By Adnan Khan
The opposition forces have attracted much global attention as the battle for Syria crossed the two year mark. In March 2013, exactly two years from the start of the uprising the rebel forces captured their first provincial capital – al-Raqqa, one of the 14 governorates in Syria. Ever since, al-Assad’s forces have conducted several offensives against rebel positions, forcing them to withdraw and give up strategic gains. Currently regime forces are conducting operations for the strategic town of Al-Qusayr that sits along a major transit point for rebel supplies and reinforcements coming in from Lebanon. After months on the defensive the regime is now on the offensive. Whether this shift is sustainable remains to be seen; there are however four fundamental reasons why this shift is taking place.
Despite the rhetoric from the international community, Bashar al-Assad has received international support ever since the uprising began. While the US publicly criticizes the al-Assad regime, careful analysis of its actions show it has actually strengthened the regime. By drawing a red line on the use of chemical weapons by the regime, the US has given a green light to carry out ‘lesser’ massacres and murders. The US has ensured no heavy weapons reach the rebel fighters – which would shift the balance of power but have distributed light arms to specific factions to divide the opposition. The New York Times confirmed: “The weapons’ distribution has been principally to armed groups viewed as nationalist and secular, and appears to have been intended to bypass the jihadist groups whose roles in the war have alarmed Western and regional powers.”[1] Similarly the Israeli attacks in Syria, whilst targeted at supplies to Hizbullah, also had another purpose as outlined by an Israeli analyst: “Analysts have suggested that the greatest danger was not the use of chemical weapons, but that advancing rebels might seize them.”[2] Recent statements by the former head of Mossad attest to the fact that al-Assad is Israel’s man in Damascus.[3][4]

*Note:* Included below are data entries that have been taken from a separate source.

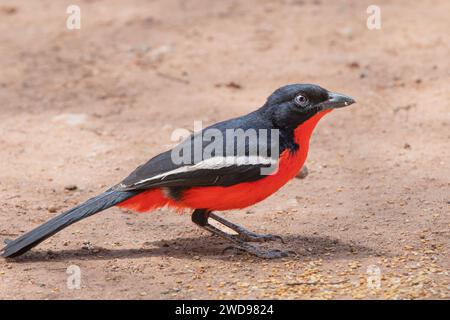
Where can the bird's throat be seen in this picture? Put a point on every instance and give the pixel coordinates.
(303, 132)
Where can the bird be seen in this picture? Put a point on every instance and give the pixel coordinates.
(215, 169)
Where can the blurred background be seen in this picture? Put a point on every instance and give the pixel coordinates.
(82, 108)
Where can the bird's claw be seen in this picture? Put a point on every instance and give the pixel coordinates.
(254, 237)
(265, 254)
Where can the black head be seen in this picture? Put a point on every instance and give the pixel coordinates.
(291, 105)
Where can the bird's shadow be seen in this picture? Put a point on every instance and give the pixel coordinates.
(304, 248)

After steadily losing territory to rebels during the first two years of the conflict, government forces have progressed on a number of key fronts in recent weeks. They have routed rebel forces in the southern province of Dara’a, outside Damascus and in the central city of Homs and its surrounding villages. Whilst Hizbullah has been involved in the uprising as an aid to Assad’s forces, it has in the past weeks taken the role of conducting major offensives. Hizbullah has added muscle to al-Assad’s strategy to maintain and fight it out in remaining Alawi dominated areas. Hizbullah fighters poured across the border from Lebanon into Syria to lead the assault on the rebel stronghold of Qusair. Whilst regime forces have been largely deployed to the north and east of the city, Hizbollah fighters advanced on the city from the south and west.
External help from Iran has enabled al-Assad to create a new militia known as the National Defense Force (NDF) which has helped to offset the losses incurred by the army. This alternative Alawi army has replaced the largely unreliable, Sunni conscript army. Largely recruited from localised gangs of thugs, with the help of Iran and Hezbollah advisers, the regime has been able to rapidly train and deploy members of this militia. The NDF has helped free up the conventional army to execute more difficult offensive operations. With the aid of Hizbullah, al-Assad has subdued rebel operations in Homs, a goal it has tried to achieve since the early stages of the uprising. Control over Homs will enable al-Assad to rapidly move forces from the north to the south to meet emerging rebel threats. It will also provide a key avenue of retreat to the Alawi coast in the event that he needs to flee Damascus.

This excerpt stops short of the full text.